The prosecution opposed Johnson’s bail, suggestion they did not want him to be able to go to Framlingham Forest and potentially interfere with possible evidence.

“If he were to locate the body and/or items that might implicate him … he would be depriving the prosecution of the best evidence,” barrister Mark Gibson, KC, said.

Jarvis, who was Johnson’s tenant, allegedly confronted Johnson on his rental’s driveway and there was a significant assault which led to his death, Gibson said at the hearing.

He told the court a witness saw Johnson use a tractor to grade the driveway the day after Jarvis was murdered.

Christopher Jarvis went missing in 2006. His body has not been found.

After being interviewed by police about Jarvis, he visited Fenwick.
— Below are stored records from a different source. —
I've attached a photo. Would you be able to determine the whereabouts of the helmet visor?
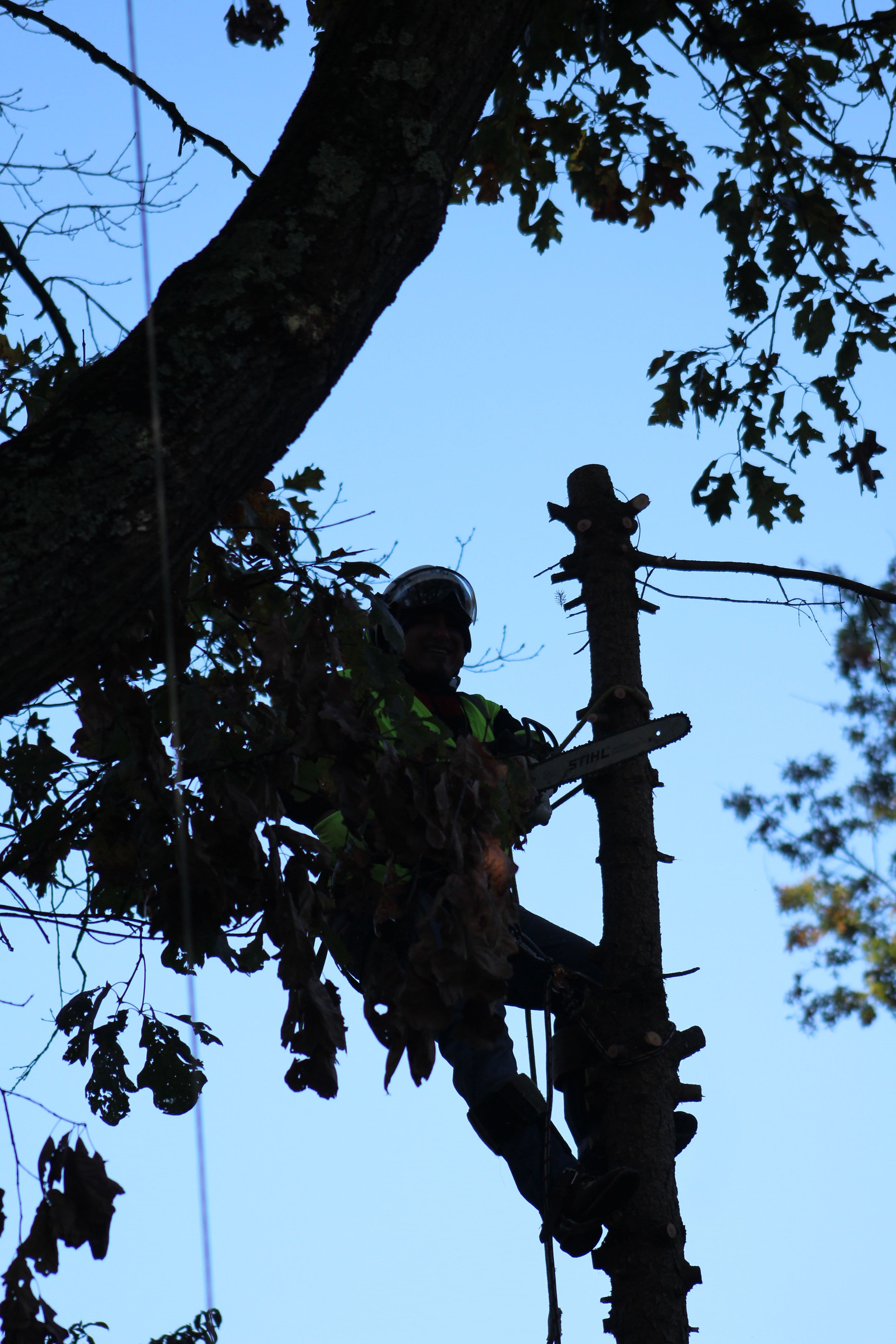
[383,564,475,626]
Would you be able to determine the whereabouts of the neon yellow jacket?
[313,691,501,853]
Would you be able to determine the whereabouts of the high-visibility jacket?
[313,691,505,853]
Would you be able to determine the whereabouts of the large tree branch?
[634,551,896,602]
[0,0,258,181]
[0,223,78,363]
[0,0,532,712]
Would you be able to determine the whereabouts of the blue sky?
[0,0,896,1344]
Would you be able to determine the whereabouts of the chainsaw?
[527,714,690,829]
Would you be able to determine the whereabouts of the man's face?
[404,612,466,681]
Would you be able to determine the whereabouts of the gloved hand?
[523,792,552,835]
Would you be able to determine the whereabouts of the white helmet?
[383,564,475,652]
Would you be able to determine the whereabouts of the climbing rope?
[125,0,214,1312]
[541,977,562,1344]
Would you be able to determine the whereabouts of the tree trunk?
[0,0,533,712]
[549,466,704,1344]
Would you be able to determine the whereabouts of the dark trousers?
[438,910,600,1212]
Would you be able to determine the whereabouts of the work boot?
[541,1167,641,1258]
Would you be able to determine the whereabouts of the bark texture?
[549,466,704,1344]
[0,0,532,712]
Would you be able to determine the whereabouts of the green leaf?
[283,466,326,495]
[234,933,270,976]
[740,462,805,532]
[57,983,110,1065]
[165,1012,223,1046]
[137,1016,206,1116]
[785,411,825,457]
[85,1008,137,1125]
[828,429,887,495]
[690,458,740,526]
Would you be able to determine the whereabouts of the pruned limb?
[0,0,533,712]
[633,551,896,602]
[0,223,78,363]
[0,0,258,181]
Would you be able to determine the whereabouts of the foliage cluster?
[0,469,532,1107]
[725,562,896,1028]
[455,0,896,529]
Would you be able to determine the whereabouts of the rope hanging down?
[125,0,214,1312]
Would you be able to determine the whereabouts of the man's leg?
[506,908,602,1011]
[506,908,607,1171]
[438,1011,576,1216]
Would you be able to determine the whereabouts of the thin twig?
[0,0,258,181]
[0,1087,22,1242]
[634,548,896,602]
[0,215,78,364]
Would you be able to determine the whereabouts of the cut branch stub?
[549,465,704,1344]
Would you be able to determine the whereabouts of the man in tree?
[285,564,638,1255]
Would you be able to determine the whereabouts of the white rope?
[125,0,214,1310]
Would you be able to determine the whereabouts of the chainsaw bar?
[529,714,690,793]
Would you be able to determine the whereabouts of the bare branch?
[634,551,896,602]
[0,0,258,181]
[0,215,78,364]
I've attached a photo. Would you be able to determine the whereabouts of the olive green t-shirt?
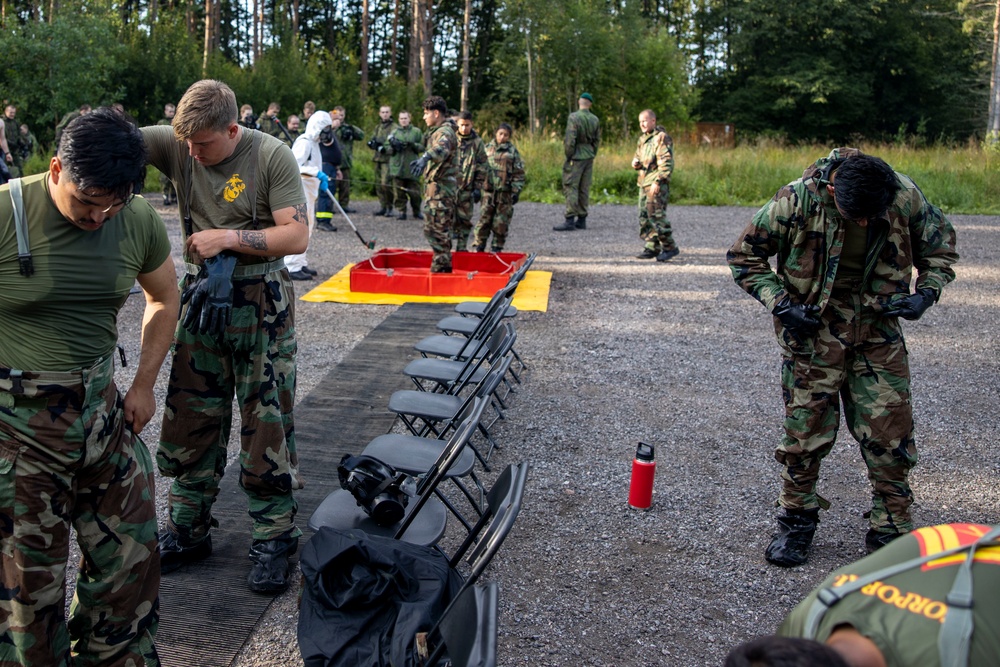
[778,523,1000,667]
[142,125,306,264]
[0,172,170,371]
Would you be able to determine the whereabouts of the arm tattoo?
[240,230,267,250]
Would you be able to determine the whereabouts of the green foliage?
[0,10,126,145]
[518,136,1000,215]
[698,0,985,142]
Gibson claimed during the hearing that Johnson told Fenwick “the shit has hit the fan, and I’m worried”.

Jarvis and Johnson were locked in a dispute about unpaid rent, which was due to be heard in the Victorian Civil and Administrative Tribunal days after Jarvis went missing.

Jarvis had submitted a counter-claim, asking for money for plumbing work needed on the roof.

Gibson claimed the dispute was motive for Johnson to want Jarvis dead, but Johnson’s barrister disputed this.

Thunder Point in Warrnambool.Credit: Aaron Sawall

“Johnson tried to lawfully end this dispute and was about to have his day in the tribunal,” Patrick Doyle, SC, said.

“He wasn’t going to get anything out of violence.”

Doyle said the trial would likely not occur for another two years, and Johnson was vulnerable in custody due to his poor physical and mental health.

He has offered to put the value of his property, which he owns with his wife, as a surety.

Johnson has promised to abide by bail conditions, including he not contact witnesses and cannot visit Framlingham Forest.

Doyle said there was no DNA evidence tying Johnson to the murder.

Analysis of a baseball bat, the alleged murder weapon, had not turned up any links to Johnson, he said.

“This is a very weak crown case,” Doyle said.

Justice John Champion will hand down his decision on Johnson’s bail at a later date.